Creating a Neural-Network from scratch
A tutorial to code a neural network from scratch in python using numpy.
I will assume that you all know what a artificial neural network is and have a little bit of knowledge about forward and backward propagation
. Just having a simple idea is enough.
import numpy as np
import gzip
import pickle
import pandas as pd
import matplotlib.pyplot as plt
For this blog post, we'll use one of the most famous datasets in computer vision, MNIST. MNIST contains images of handwritten digits, collected by the National Institute of Standards and Technology and collated into a machine learning dataset by Yann Lecun and his colleagues. Lecun used MNIST in 1998 in Lenet-5, the first computer system to demonstrate practically useful recognition of handwritten digit sequences. This was one of the most important breakthroughs in the history of AI.

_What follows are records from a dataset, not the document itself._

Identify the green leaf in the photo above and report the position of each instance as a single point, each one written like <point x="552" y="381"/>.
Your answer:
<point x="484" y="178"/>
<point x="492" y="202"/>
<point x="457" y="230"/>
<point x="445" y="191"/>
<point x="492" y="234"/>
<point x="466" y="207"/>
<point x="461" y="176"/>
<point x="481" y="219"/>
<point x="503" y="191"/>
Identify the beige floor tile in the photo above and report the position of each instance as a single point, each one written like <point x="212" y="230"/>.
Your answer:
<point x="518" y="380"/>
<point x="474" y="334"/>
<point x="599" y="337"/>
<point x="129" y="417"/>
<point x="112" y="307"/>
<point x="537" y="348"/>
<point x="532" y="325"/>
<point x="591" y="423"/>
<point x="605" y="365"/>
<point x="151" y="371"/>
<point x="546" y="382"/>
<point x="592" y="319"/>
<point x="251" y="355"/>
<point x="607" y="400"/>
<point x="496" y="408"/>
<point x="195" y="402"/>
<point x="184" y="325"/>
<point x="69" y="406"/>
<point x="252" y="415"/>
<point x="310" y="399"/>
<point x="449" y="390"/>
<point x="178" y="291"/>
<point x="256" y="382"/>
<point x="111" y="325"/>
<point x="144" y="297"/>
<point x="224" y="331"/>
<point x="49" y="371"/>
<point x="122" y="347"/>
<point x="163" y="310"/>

Run the code given below to download the MNIST
dataset.
wget -P path http://deeplearning.net/data/mnist/mnist.pkl.gz
{path}
so be sure to set the {path}
to the desired location of your choice.
def get_data(path):
"""
Fn to unzip the MNIST data and return
the data as numpy arrays
"""
with gzip.open(path, 'rb') as f:
((x_train, y_train), (x_valid, y_valid), _) = pickle.load(f, encoding='latin-1')
return map(np.array, (x_train,y_train,x_valid,y_valid))
# Grab the MNIST dataset
x_train,y_train,x_valid,y_valid = get_data(path= "../../Datasets/mnist.pkl.gz")
tots,feats = x_train.shape
print("Shape of x_train:",x_train.shape)
print("Total number of examples:", tots)
print("Number of pixel values per image:", feats)
To make our life a bit easier we are going to take only the examples that contain a 1 or 0.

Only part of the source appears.